Woody Allen taps into Tennessee Williams and Oscar Wilde in his latest foray which may be too dramatic than comedic but definitely allows a seasoned Oscar-winning thespian like Cate Blanchett to display the highs and lows of a trophy wife like a Blanche Dubois filtered through Mrs. Bernie Madoff.
A Ponzi scheme is a catalyst for an unconventional plot approach by the writer/director of the appealing tale of a struggling scenarist in Midnight in Paris as the tale bifurcates around socially upward Jasmine (a very biting, wounded Blanchett) who goes to live with her "adopted" sister Ginger (Sally Hawkins) in a cramped San Francisco flat. Jasmine, nee Jeanette, is an incorrigible sort whether with a cabbie, Ginger, or a Congress-bound envoy (a fine Peter Sarsgaard who can be seen to strong effect in the third season of the small-screen The Killing).

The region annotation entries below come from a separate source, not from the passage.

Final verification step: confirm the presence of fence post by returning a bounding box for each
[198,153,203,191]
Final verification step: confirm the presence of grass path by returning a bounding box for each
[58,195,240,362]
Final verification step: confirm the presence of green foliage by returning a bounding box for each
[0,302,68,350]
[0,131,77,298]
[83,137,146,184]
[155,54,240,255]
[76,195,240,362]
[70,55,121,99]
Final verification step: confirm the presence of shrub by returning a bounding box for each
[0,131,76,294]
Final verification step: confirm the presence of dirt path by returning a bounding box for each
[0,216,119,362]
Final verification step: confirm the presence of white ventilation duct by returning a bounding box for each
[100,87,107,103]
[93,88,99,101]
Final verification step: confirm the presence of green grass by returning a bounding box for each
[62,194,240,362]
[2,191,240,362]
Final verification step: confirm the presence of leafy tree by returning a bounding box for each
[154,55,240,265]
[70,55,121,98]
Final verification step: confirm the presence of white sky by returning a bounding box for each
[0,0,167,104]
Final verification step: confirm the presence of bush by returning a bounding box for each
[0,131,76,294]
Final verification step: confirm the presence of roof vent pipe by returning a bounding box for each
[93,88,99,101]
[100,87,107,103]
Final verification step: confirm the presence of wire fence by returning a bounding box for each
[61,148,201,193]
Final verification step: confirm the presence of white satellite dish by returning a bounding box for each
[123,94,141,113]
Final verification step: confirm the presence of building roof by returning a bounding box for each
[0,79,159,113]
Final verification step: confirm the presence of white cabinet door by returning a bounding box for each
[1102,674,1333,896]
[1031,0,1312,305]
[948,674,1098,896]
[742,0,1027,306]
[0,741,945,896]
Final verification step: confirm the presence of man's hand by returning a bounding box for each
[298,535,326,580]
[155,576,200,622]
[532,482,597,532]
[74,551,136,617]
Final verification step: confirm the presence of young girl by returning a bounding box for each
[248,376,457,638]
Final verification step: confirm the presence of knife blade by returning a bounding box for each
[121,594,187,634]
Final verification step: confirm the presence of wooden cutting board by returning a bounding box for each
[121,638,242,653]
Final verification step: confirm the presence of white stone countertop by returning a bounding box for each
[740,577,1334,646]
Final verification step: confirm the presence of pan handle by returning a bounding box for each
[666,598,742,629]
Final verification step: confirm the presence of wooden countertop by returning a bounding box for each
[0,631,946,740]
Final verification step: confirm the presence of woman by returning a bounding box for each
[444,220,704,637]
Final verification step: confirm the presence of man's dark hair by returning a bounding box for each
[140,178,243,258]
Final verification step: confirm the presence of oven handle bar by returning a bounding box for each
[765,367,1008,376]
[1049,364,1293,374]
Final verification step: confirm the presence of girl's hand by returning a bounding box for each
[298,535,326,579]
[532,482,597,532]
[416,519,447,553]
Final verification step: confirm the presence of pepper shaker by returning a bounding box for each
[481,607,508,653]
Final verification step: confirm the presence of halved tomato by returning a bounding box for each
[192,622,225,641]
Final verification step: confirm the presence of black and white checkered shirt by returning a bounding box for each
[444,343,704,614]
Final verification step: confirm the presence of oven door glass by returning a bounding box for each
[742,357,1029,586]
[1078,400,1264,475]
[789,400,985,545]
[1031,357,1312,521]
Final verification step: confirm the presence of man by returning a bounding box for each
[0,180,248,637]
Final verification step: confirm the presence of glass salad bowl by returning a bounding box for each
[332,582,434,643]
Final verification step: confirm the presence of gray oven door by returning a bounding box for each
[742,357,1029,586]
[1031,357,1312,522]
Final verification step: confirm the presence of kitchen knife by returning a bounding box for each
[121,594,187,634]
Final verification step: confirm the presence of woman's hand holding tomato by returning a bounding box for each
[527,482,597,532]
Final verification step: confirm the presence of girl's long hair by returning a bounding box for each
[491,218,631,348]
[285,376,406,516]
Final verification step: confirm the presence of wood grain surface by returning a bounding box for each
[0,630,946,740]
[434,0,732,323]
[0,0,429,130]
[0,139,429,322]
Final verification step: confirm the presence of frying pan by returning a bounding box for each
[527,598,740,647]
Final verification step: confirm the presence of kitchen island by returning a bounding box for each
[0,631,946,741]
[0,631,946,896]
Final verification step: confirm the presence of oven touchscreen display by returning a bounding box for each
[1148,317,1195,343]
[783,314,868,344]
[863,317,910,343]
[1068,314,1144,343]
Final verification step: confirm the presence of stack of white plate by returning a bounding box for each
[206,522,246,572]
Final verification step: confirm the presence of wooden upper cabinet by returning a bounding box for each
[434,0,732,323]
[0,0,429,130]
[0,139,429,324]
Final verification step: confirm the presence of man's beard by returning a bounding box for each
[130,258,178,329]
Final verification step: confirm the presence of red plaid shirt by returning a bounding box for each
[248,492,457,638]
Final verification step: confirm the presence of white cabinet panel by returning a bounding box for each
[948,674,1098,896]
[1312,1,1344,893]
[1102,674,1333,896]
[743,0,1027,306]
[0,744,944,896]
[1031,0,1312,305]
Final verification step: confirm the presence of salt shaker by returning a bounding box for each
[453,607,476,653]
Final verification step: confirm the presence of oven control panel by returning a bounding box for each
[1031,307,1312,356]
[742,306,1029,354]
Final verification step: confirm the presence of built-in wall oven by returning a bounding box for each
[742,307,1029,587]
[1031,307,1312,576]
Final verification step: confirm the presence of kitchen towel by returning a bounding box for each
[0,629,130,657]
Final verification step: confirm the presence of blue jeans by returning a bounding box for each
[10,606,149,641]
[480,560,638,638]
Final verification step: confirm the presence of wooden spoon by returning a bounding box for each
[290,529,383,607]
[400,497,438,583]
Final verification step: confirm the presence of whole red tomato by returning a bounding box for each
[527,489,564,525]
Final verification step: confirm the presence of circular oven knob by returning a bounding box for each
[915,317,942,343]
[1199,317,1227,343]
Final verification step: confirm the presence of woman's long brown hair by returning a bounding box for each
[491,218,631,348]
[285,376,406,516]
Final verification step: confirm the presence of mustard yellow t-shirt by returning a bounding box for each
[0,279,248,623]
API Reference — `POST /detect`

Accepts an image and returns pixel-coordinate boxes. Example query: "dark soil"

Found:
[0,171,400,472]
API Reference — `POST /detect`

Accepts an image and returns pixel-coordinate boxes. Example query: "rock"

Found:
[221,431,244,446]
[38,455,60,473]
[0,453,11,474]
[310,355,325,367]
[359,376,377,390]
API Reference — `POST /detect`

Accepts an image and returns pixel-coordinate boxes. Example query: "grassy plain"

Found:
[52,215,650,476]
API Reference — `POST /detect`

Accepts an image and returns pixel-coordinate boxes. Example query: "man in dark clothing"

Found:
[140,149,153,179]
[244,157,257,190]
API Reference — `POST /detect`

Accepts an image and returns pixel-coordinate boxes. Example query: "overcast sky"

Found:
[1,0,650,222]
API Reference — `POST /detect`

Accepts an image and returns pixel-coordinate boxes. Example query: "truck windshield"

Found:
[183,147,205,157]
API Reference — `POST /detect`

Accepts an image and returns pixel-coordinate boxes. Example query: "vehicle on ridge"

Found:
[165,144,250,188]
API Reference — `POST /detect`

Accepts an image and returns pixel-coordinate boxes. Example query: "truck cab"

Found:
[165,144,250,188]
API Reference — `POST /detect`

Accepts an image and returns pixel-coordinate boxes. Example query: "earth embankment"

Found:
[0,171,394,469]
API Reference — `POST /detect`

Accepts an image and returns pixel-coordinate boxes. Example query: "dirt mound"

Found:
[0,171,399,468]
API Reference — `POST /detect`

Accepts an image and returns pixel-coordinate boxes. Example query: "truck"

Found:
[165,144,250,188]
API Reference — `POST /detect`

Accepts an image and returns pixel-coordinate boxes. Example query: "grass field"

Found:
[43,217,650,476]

The performance goes along way from Xanax and vodka in a culpability that allows for psychological and emotional depths from a defrauding financial investor husband Hal who offered much social upward mobility, as well as shopping, yoga, and pilates from her glory Manhattan and Hampton's days. Coaxing a comedy-of-manners from the dichotomy of Jasmine with lower-middle class Ginger who has a new paramour in Al (Louis C.K.), auto mechanic boyfriend Chili, and former husband in Augie, done with understated honesty by Andrew Dice Clay (eschewing his former brash standup ways). Maybe an amusing highlight for some has the untrained Jasmine doing reception work for the skeevy Dr. Flicker (Michael Stuhlbarg of A Serious Man).
Jasmine's eponymous state and transition is brought into better perspective in the latter-going as she's used her position and delusional ploying at least to charm classy types like Sarsgaard's Dwight. In the end, Jasmine may not learn from her ignorance and struggles, but the humanity Blanchett invests into the role makes one clearly comprehend the polished performer she is (like Owen Wilson's Gil Pender quite the effective Allen surrogate). Hawkins (so wonderful in"Happy-Go-Lucky) fills Ginger with a raw spontaneity that adds to the social class angst.
Even if the storytelling itself may be inadvertently inelegant and off putting to some, a jazzy soundtrack, fluent editing, lush designs and lensing (the latter having done distinguished work on the director's breezier Vicki Cristina Barcelona) offer much cinematic reward for a cinematic nexus which has a neurotic distaff Jay Gatsby flourishing through contrivance and a little haste.